2) Tazminat hesabının, yargılamanın en son aşamasında ve hüküm gününe en yakın bir tarihte yaptırılması gerekir ise de, uygulamada Bilirkişi Hesap Raporu verildikten sonra dava uzamakta ve artan ücretlere göre yeni bir Hesap Raporu gerekli olmaktadır. Burada şu ayrıntılara dikkat etmek gerekir:
a) Davacı veya vekili, tazminat hesabıyla ilgili ilk Bilirkişi Raporunu olumlu bulup itiraz etmeseler bile, iki satır bir dilekçeyle “Davanın uzaması durumunda, artan ücretlere göre yeniden rapor isteme nakkımızı saklı tutuyoruz” demeliler. Aksi takdirde ilk rapor, davalı yararına usuli kazanılmış hak oluşturacaktır.
b) Bilirkişi raporuna itiraz süresi öğretide tartışmalıdır. Usulün 283.maddesindeki bir haftalık süre, aslında tarafların “bilirkişi raporundaki eksik ve anlaşılmaz yönler hakkında bilirkişiden açıklama isteme süresi” olup, rapora yargılamanın sonuna kadar itiraz edebilme ve sonradan farkedilen yasaya ve içtihada aykırı durumlar nedeniyle yeni bir rapor isteme hakları bulunduğu düşüncesinde isek de, konunun tartışmalı olması ve farklı görüşler ileri sürülmsi nedeniyle, rapora karşı itiraz ve beyanların bir haftalık sürede yapılması bir önlem olarak benimsenmelidir.

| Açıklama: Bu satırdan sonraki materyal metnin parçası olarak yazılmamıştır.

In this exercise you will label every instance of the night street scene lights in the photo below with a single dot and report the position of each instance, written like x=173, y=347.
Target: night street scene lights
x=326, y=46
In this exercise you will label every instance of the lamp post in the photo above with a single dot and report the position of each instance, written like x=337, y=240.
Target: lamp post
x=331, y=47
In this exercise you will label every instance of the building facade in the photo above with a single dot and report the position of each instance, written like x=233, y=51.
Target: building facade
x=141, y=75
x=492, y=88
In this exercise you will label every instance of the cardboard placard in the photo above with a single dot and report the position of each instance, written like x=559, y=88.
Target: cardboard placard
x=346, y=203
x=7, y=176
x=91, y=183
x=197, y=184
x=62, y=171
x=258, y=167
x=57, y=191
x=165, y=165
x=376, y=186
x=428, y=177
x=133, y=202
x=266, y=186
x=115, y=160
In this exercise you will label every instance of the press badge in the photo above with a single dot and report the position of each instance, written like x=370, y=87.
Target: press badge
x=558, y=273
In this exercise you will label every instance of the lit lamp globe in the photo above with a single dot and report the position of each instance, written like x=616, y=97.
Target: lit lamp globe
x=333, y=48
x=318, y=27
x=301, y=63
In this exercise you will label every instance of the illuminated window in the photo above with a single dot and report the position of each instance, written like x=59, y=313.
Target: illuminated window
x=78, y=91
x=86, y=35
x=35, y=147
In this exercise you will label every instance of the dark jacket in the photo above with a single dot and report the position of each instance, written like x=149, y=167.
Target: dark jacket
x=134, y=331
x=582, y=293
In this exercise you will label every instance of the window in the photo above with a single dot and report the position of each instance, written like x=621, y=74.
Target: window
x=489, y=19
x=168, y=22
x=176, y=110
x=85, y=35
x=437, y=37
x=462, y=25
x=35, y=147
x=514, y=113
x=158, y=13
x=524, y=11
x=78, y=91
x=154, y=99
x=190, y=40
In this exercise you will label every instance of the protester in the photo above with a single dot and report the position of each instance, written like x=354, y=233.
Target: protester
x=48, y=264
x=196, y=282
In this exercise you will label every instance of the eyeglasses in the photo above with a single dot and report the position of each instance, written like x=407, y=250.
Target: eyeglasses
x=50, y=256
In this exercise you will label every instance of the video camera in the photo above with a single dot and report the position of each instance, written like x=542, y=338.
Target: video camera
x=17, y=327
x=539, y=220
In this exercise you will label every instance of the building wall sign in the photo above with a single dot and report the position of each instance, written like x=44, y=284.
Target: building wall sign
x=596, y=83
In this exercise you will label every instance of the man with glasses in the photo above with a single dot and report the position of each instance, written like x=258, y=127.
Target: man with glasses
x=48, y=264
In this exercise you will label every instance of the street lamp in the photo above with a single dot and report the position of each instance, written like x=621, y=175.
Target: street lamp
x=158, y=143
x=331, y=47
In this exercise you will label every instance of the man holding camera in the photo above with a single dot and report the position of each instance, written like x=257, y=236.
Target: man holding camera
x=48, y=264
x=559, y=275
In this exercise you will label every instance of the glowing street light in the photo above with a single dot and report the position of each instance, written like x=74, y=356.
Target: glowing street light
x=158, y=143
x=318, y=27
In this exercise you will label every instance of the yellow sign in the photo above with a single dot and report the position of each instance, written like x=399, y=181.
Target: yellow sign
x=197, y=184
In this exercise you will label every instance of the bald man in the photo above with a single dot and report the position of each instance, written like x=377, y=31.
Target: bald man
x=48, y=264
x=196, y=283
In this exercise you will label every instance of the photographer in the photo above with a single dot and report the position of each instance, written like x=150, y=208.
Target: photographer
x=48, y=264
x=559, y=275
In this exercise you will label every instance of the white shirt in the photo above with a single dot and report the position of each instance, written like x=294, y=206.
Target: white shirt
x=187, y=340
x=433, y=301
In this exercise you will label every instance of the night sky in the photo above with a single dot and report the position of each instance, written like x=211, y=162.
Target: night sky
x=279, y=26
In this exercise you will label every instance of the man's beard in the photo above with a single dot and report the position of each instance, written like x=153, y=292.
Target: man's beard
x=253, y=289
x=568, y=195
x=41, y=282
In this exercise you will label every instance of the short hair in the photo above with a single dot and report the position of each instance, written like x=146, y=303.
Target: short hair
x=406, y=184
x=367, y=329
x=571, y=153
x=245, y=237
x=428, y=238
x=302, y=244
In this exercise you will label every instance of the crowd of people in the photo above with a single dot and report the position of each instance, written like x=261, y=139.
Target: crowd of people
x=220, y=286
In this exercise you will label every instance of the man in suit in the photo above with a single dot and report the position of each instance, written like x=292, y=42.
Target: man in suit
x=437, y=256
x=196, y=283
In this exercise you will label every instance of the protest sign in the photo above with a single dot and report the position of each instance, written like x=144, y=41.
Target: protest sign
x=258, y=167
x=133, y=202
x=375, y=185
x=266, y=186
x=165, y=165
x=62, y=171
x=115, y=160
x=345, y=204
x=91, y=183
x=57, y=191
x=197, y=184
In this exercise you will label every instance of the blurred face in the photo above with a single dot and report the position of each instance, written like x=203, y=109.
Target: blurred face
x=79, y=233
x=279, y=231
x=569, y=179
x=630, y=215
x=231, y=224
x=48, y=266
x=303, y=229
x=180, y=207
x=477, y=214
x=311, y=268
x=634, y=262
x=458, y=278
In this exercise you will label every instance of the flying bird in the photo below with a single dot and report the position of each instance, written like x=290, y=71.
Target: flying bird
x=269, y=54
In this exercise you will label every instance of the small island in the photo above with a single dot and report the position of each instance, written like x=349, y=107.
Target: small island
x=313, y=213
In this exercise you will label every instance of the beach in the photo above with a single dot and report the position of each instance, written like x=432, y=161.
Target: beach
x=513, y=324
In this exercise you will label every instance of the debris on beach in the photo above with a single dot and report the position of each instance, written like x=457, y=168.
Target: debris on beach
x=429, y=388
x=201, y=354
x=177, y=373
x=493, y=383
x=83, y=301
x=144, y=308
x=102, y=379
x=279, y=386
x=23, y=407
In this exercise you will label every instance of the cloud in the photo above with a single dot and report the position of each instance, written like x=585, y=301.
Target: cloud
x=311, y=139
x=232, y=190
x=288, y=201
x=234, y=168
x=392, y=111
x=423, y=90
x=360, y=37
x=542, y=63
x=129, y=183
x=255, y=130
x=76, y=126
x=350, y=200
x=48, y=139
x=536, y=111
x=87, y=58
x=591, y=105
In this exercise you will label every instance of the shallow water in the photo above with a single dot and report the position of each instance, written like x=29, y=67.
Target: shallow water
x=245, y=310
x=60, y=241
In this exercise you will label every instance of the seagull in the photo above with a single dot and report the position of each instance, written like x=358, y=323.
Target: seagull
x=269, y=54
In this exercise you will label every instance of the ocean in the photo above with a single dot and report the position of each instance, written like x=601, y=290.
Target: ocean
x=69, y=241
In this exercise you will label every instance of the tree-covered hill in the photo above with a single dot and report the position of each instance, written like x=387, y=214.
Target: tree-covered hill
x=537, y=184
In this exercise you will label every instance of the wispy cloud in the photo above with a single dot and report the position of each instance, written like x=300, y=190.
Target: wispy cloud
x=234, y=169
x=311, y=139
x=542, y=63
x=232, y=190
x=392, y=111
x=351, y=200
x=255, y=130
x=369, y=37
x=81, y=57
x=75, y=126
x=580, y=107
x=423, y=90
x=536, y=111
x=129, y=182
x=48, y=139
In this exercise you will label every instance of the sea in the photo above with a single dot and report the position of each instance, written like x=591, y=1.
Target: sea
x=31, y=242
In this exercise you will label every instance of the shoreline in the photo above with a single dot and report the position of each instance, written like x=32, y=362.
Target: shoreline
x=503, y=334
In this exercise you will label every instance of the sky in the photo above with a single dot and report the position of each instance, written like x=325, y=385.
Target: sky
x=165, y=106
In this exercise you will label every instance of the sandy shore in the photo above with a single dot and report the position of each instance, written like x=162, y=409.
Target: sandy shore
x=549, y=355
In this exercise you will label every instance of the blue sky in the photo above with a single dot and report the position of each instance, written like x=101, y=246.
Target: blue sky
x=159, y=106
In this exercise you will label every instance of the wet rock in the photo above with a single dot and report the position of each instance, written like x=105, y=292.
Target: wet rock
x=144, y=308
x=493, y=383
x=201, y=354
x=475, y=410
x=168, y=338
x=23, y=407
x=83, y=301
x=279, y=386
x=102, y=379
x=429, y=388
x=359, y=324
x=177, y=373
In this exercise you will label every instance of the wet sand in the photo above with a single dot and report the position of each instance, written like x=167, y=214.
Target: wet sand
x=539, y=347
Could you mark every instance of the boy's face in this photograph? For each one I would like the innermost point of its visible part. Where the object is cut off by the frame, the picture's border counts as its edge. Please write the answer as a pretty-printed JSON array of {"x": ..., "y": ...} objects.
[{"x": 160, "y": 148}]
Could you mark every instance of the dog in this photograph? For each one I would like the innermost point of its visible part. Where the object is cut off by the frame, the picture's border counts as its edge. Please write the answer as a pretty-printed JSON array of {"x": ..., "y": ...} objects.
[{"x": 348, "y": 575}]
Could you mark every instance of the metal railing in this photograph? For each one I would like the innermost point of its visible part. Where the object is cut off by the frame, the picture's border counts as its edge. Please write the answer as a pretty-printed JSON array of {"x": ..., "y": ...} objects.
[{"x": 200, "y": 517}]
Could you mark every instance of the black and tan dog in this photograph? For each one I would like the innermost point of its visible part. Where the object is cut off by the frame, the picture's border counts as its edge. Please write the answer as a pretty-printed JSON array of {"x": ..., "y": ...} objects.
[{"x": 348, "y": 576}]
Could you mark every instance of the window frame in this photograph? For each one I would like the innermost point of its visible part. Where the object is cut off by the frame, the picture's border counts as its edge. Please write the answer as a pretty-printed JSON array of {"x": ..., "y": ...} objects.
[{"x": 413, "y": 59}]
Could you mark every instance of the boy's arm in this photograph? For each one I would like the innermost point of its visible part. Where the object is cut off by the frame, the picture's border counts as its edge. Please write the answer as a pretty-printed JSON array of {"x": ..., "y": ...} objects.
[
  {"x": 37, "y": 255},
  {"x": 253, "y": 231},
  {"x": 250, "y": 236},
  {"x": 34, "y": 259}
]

c) İlk raporun verilmesinden sonra, yukarda uyardığımız gibi, davanın uzaması durumunda artan asgari ücretlere göre yeniden hesaplama yapılmasını isteme hakkı saklı tutulduğu takdirde, ikinci bir bilirkişi raporuyla artan gerçek veya emsal ücretler üzerinden yeniden tazminat hesaplanabilecek ve son rapordaki rakamlar hükme esas olacaktır. (İlk rapordan sonra uzun süre geçmiş ise ve hesaplamada emsal ücretler esas alınmış ise, dosya yeniden bilirkişiye verilmeden önce ilgili yerlerden, meslek kuruluşlarından veya ticaret odalarından yeniden emsal ücretler sorulmalıdır.)
d) Yargıtay bozma kararından sonra, yeniden artan ücretlere göre tazminat hesaplanabilmesi için, önceki mahkeme kararı davacı tarafından temyiz edilmiş ve karar davacı yararına bozulmuş olmalıdır. Böyle bir durumda dava kesin sonuçlanmamış olacağından, davacının yeniden tazminat isteme hakkı vardır.